Credit goes to mixdev for finding the link to the original source, and of course to Jenness Enterprises for making the information available. Note: I am in no way affiliated with the author of this material.
Adding to Andrew Rollings' answer.
You will also need to make sure that if you have points on either side of the 0/360 longitude line that you are measuring in the "right direction"
Is the center of (0,359) and (0, 1) at (0,0) or (0,180)?
If you are averaging angles and have to deal with them crossing the 0/360 then it is safer to sum the sin and cos of each value and then Average = atan2(sum of sines,sum of cosines)
(be careful of the argument order in your atan2 function)
The math is pretty simple if the points form a plane figure. There's no guarantee, however, that a set of latitudes and longitudes are that simple, so it may first be necessary to find the convex hull of the points.
EDIT: As eJames points out, you have to make corrections for the surface of a sphere.

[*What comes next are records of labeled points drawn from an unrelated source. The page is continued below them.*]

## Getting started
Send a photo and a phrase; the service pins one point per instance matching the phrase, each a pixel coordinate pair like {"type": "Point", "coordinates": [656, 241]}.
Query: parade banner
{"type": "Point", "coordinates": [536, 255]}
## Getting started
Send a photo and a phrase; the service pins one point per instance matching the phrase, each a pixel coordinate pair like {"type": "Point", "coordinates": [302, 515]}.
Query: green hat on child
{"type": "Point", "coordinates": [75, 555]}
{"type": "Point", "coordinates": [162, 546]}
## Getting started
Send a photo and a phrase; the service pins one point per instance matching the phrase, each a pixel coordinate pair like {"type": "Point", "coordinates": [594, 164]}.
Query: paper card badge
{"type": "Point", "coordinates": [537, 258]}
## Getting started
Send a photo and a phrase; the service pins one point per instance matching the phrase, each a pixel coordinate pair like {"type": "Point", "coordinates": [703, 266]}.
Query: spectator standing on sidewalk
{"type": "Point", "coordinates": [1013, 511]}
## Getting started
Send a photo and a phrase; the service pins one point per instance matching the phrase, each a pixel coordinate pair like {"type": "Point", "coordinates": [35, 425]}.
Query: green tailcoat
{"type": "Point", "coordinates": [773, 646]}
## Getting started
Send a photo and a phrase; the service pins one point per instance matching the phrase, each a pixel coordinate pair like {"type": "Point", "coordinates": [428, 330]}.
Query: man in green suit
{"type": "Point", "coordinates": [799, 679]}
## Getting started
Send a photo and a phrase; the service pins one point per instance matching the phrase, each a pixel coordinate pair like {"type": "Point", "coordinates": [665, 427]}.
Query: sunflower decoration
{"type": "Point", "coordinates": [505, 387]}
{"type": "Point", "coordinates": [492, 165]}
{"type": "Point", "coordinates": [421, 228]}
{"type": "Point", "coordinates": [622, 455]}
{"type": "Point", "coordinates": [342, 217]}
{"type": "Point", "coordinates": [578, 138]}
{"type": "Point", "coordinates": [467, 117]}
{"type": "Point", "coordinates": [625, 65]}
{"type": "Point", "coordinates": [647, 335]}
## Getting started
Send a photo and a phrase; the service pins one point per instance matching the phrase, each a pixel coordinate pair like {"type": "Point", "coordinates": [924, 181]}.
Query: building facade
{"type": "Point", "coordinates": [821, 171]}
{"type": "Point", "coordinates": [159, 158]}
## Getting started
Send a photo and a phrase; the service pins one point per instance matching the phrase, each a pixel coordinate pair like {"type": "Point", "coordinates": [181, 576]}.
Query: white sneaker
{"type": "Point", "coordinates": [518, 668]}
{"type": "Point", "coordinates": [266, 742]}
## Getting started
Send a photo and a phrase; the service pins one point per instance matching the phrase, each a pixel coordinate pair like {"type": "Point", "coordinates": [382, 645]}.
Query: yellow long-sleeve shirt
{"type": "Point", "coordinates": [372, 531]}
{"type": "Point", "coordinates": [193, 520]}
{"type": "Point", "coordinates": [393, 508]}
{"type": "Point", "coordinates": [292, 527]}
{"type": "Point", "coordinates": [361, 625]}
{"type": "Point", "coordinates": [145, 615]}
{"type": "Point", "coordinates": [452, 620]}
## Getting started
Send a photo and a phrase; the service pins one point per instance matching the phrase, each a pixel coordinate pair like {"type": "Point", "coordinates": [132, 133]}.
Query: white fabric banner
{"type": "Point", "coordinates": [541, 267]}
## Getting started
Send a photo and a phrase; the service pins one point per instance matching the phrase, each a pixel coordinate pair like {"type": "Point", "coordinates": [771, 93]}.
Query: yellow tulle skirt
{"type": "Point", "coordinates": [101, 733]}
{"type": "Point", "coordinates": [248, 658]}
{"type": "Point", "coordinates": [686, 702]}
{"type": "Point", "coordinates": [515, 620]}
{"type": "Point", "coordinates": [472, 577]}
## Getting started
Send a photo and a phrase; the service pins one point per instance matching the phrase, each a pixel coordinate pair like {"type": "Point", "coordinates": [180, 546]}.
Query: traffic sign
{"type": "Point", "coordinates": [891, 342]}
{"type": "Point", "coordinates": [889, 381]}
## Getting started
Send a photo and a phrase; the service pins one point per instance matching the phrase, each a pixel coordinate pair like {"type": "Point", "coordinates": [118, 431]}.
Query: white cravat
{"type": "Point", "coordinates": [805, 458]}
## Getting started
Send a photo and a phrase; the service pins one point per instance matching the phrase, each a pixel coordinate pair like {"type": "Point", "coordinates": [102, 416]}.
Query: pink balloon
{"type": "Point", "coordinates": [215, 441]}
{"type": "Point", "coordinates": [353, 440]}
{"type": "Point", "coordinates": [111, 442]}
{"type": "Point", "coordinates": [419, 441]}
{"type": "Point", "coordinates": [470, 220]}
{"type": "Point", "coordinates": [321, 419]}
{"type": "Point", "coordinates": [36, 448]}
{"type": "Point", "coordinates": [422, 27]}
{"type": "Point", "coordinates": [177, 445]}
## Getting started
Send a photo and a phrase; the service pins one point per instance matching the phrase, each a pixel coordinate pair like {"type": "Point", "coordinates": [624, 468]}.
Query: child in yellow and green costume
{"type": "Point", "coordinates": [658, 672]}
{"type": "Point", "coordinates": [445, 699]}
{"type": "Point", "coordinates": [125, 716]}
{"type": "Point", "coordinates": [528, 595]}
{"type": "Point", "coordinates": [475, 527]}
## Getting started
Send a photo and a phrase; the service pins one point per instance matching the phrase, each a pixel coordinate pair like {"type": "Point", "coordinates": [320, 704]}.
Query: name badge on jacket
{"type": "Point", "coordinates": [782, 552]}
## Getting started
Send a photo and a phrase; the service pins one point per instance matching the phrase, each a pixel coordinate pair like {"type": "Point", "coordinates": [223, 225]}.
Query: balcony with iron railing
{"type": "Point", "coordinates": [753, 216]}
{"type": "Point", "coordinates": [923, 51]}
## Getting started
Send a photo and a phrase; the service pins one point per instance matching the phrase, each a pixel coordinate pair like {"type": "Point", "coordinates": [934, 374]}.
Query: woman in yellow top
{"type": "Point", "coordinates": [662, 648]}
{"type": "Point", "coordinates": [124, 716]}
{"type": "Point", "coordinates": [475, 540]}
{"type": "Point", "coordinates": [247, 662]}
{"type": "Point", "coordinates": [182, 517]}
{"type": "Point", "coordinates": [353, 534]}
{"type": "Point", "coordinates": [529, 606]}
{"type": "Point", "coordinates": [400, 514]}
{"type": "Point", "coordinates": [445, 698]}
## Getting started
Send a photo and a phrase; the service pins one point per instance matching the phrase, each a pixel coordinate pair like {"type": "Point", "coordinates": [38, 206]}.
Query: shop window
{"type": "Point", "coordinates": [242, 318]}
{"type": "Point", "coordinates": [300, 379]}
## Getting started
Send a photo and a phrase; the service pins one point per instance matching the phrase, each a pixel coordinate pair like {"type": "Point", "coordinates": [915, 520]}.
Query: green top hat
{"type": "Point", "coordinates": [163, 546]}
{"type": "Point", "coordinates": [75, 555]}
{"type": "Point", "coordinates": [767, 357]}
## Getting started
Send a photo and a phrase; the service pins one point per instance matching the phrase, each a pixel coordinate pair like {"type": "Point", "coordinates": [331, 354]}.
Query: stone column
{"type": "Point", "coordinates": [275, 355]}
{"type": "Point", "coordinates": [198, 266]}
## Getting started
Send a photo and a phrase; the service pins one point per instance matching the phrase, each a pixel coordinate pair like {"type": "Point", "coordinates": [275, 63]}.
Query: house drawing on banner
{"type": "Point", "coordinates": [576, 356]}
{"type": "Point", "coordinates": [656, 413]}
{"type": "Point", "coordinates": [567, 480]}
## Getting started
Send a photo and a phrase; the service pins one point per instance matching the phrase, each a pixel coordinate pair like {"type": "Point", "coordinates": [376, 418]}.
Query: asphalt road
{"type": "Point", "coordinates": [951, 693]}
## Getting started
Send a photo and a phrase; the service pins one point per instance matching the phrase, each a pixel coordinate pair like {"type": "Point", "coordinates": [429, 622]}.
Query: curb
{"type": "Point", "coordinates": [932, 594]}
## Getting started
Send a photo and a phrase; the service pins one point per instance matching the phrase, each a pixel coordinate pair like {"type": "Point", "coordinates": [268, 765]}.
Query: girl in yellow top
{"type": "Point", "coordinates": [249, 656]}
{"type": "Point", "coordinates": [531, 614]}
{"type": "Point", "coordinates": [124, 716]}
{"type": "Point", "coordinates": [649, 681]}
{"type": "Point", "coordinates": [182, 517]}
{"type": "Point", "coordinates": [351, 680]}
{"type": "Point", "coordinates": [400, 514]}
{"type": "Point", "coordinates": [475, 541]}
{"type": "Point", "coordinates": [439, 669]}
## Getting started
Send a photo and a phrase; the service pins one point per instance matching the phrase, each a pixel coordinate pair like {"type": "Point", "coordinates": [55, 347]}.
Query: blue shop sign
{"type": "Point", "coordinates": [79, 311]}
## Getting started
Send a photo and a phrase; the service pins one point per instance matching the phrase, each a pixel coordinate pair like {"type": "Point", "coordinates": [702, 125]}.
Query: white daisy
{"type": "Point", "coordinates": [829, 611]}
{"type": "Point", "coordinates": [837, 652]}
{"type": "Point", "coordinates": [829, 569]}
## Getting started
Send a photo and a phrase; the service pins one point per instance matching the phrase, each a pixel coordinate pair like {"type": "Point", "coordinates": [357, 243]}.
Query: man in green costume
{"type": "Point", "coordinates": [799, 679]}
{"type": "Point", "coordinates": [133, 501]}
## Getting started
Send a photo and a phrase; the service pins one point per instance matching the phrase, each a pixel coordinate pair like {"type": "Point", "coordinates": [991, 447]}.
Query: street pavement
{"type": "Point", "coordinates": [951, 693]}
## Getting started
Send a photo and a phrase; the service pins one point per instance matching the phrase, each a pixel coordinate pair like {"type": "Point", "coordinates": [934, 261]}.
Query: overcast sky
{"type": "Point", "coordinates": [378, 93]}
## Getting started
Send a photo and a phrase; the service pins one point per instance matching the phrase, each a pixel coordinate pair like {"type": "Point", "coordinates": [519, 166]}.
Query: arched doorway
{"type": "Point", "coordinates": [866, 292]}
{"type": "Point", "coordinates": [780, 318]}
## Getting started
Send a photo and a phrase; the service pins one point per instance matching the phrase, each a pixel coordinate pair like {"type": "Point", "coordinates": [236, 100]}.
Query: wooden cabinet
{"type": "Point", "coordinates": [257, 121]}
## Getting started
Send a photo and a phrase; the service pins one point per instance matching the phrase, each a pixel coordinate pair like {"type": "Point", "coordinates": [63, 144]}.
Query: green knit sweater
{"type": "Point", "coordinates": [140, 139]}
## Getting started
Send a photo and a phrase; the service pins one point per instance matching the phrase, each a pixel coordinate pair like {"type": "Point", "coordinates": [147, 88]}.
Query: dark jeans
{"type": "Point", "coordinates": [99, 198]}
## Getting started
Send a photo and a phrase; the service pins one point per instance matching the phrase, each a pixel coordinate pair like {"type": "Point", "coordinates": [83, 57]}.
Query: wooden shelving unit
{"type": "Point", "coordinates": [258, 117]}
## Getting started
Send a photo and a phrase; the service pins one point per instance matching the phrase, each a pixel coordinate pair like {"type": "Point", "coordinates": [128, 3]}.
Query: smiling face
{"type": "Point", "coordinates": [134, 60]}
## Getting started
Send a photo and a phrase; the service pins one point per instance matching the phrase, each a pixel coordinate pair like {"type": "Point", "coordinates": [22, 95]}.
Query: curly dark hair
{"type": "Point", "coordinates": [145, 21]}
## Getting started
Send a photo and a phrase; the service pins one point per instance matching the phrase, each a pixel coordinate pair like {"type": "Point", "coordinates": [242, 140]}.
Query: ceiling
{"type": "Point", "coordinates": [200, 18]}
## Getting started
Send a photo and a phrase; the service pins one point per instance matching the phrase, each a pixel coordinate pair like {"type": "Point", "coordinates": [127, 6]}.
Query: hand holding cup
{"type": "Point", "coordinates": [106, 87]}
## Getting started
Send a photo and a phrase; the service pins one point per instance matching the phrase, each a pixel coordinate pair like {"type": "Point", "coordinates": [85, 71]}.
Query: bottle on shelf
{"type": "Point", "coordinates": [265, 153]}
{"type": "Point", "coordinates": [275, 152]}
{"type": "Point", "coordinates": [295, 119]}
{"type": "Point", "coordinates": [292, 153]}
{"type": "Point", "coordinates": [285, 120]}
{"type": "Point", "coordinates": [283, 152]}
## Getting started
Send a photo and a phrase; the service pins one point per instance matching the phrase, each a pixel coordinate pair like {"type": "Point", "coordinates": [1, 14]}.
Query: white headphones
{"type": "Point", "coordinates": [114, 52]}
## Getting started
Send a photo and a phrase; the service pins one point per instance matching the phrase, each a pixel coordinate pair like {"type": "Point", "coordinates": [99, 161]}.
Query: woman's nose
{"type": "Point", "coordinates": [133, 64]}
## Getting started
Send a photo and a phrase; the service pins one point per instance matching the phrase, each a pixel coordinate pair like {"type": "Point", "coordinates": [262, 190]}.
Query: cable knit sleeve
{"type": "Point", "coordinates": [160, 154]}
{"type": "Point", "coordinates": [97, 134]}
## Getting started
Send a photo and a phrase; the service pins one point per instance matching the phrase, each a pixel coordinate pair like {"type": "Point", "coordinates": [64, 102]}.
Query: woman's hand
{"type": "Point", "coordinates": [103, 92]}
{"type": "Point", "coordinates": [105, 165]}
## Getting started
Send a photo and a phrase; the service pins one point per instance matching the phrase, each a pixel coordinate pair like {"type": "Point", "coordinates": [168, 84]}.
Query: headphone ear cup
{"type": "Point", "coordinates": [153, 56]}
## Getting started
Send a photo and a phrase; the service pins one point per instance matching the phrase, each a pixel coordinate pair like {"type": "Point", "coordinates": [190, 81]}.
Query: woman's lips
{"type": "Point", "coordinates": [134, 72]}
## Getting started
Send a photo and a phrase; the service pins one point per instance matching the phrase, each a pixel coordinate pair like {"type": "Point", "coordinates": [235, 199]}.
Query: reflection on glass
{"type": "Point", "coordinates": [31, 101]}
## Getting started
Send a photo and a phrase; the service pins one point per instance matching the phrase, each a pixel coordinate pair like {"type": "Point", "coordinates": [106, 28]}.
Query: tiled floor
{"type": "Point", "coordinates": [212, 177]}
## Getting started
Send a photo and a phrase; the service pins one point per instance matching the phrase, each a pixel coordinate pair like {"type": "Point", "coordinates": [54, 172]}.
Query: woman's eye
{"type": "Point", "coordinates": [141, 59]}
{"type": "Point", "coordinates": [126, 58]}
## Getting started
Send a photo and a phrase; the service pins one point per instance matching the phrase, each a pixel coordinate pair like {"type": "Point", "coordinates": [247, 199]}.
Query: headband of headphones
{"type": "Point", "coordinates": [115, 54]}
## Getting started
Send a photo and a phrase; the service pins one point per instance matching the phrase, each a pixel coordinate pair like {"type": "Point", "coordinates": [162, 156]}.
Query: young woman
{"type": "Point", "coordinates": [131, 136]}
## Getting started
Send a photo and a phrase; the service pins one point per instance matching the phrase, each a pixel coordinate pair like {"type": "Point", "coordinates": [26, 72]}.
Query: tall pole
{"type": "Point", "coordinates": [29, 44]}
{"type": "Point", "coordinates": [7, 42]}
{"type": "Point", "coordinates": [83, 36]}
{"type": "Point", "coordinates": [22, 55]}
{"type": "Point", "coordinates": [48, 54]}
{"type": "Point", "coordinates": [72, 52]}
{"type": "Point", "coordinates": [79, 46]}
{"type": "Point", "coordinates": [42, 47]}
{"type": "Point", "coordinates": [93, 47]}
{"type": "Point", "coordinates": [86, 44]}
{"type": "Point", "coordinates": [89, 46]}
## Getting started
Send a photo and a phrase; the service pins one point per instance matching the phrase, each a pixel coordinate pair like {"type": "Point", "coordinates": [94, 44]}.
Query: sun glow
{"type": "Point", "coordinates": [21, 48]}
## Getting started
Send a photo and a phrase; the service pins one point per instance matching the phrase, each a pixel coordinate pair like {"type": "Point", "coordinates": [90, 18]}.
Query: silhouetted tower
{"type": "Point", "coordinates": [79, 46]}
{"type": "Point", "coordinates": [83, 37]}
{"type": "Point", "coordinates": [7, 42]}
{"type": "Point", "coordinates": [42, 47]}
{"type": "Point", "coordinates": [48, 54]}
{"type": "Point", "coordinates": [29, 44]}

My fault for assuming (without thinking) that this was understood. +1 to him.
The below PDF has a bit more detail than the poster from Jenness Enterprises. It also handles conversion in both directions and for a spheroid (such as the Earth) rather than a perfect sphere.
Converting between 3-D Cartesian and ellipsoidal latitude, longitude and height coordinates
Separately average the latitudes and longitudes.